Closed rmflight closed 5 months ago
Maybe I misunderstand, but this doesn't look like an issue in mwtab. "parse_con" seems to be a function somewhere else. Are you saying that mwtab should not be validating these files? When I read them in using mwtab there are no errors.
You're right @ptth222 , it's an R function that doesn't like them. But it seems really, really weird that it can parse a whole of the mwtab files, but these particular ones, they fail.
Because it doesn't feel like a pervasive problem throughout all of the mwtab files from MW, it felt like it had to be something off with these particular files.
I can try some of them in another R based parser, and see if I still have issues.
I investigated these some more.
These are strange. Was there any editing before trying to parse? If you manually search for the piece of the file that is shown in the error you can't find it. For example, for the first file in this section 'ditional sample data":{"QC01"} },' is not in that file anywhere. "Additional sample data" is always followed with {"Tissue weight": "..."}. I checked the first 3 files and this was the case for each one. The piece of the file shown in the error isn't in the file. I don't know what's up with these.
The first one in the list is genuinely a bad JSON I think. Python won't read it either. There are keys like "Obesity (BMI>30:1)" in the "Additional sample data", but the "30:1" part has extra quotation marks around the semicolon, so "Obesity (BMI>30":"1)". This makes it not parse right. If you remove the extra quotation marks it parses fine. I'm not sure how a mistake like that got in there. I guess the Workbench has an issue in how they are generating the JSON. They should probably be told that keys with a semicolon in them are causing issues.
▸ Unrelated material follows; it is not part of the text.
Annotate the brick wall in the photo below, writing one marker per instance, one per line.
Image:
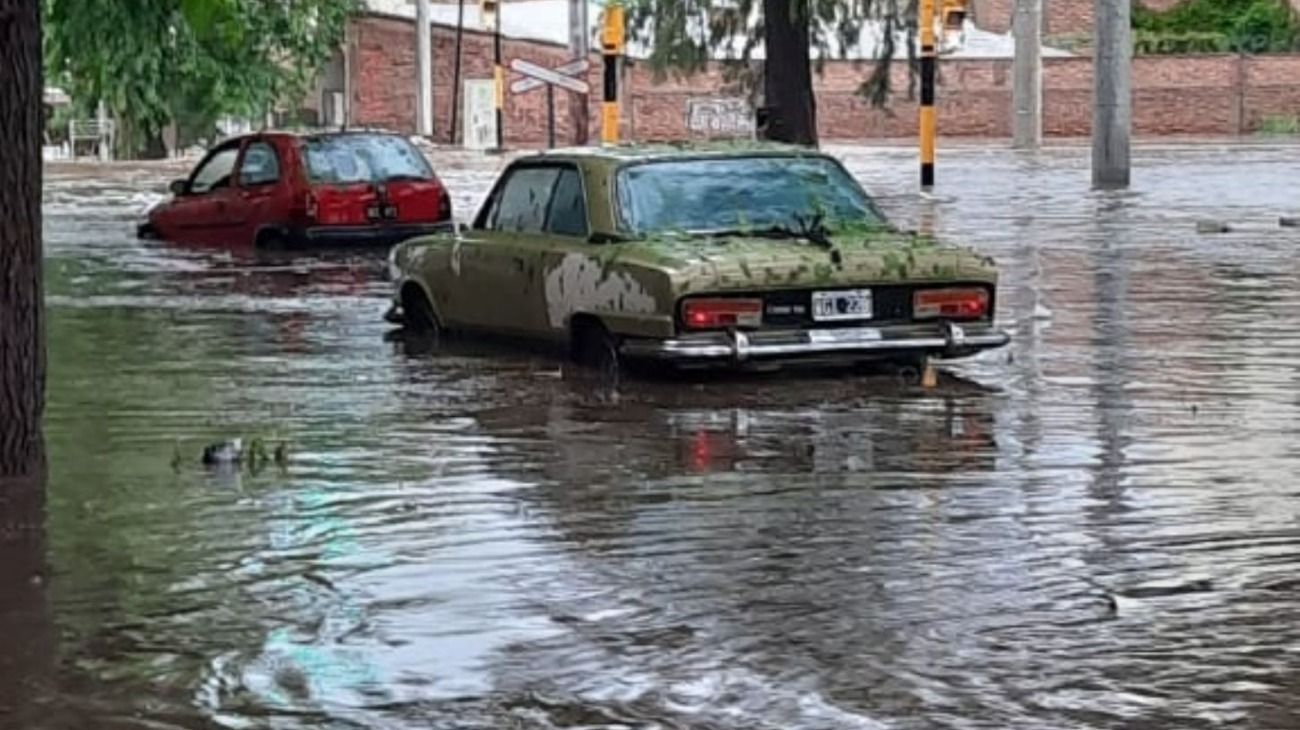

The others I checked in this section have the same issue as what I said in the "key value" section. It looks like chunks of the file were deleted or something. The second file has a piece of file in the error:
SIS_TYPE":"MS"}, "MS":"Units":"peak_height", "Data":[{"Met
Here is the section in the file:
"ANALYSIS":{"ANALYSIS_TYPE":"MS"},
"MS":{"INSTRUMENT_NAME":"Orbitrap Fusion","INSTRUMENT_TYPE":"FTMS","MS_TYPE":"ESI","ION_MODE":"POSITIVE","MS_COMMENTS":"Measurements made using direct infusion (nano-electrospray) FTMS."},
"MS_METABOLITE_DATA":{
"Units":"peak_height",
The piece in the error is missing the value for "MS" and the "MS_METABOLITE_DATA" key, what the parser is seeing is:
"ANALYSIS":{"ANALYSIS_TYPE":"MS"},
"MS":
"Units":"peak_height",
Not sure what is going on here.
Same as "key value". This one is especially strange because it looks very out of order. The error piece is:
9S065_ZHP"} }, [], "SUBJECT":], "COLLECTION":{"COLLECTION_S
'"SUBJECT": ' only ever appears in one place, which is before SUBJECT_SAMPLE_FACTORS, but the fragment '9S065_ZHP' is a piece of the RAW_FILE_NAME which is in the "Additional sample data" after the "SUBJECT" section. Long story short, this doesn't look like a simple deletion of a section. One of the changes I made in my branch was for issue #10. Basically, the package did not previously ensure the correct ordering of the sections, but I changed that. I'm wondering if that might have something to do with this. It's hard to say without knowing the exact workflow you used here.
I couldn't even find a piece of the piece of the error message in these files.
Piece from first error:
=C3C(CCC(O)=O)=C(C)C(/C=C(N4)\C(C)=C(C=C)C4=O)=N\3)=C1CCC(O)
I couldn't find any of this in the file. Same for the next 2. They load fine in Python.
The first one is a genuine bad character that isn't known to the encoding. Python can't read it either with default or UTF-8 encoding. There is probably one that would, but I don't know what it is. The second I don't know. Python reads it fine and I can't see any additional characters manually. It might have gotten injected somewhere.
This seems similar to "key value2". It looks like parts were somehow deleted out of the file.
Error piece from first:
ETECTOR_TYPE":"TOF"}, "MS": }
You can see that '"MS":' doesn't have it's dictionary after it for some reason.
More of the same. Looks like the file got corrupted or changed or something. The first 5 in particular are weird because the units are completely different. The piece of the error shows "normalized peak area", but the file has "Peak area normalized".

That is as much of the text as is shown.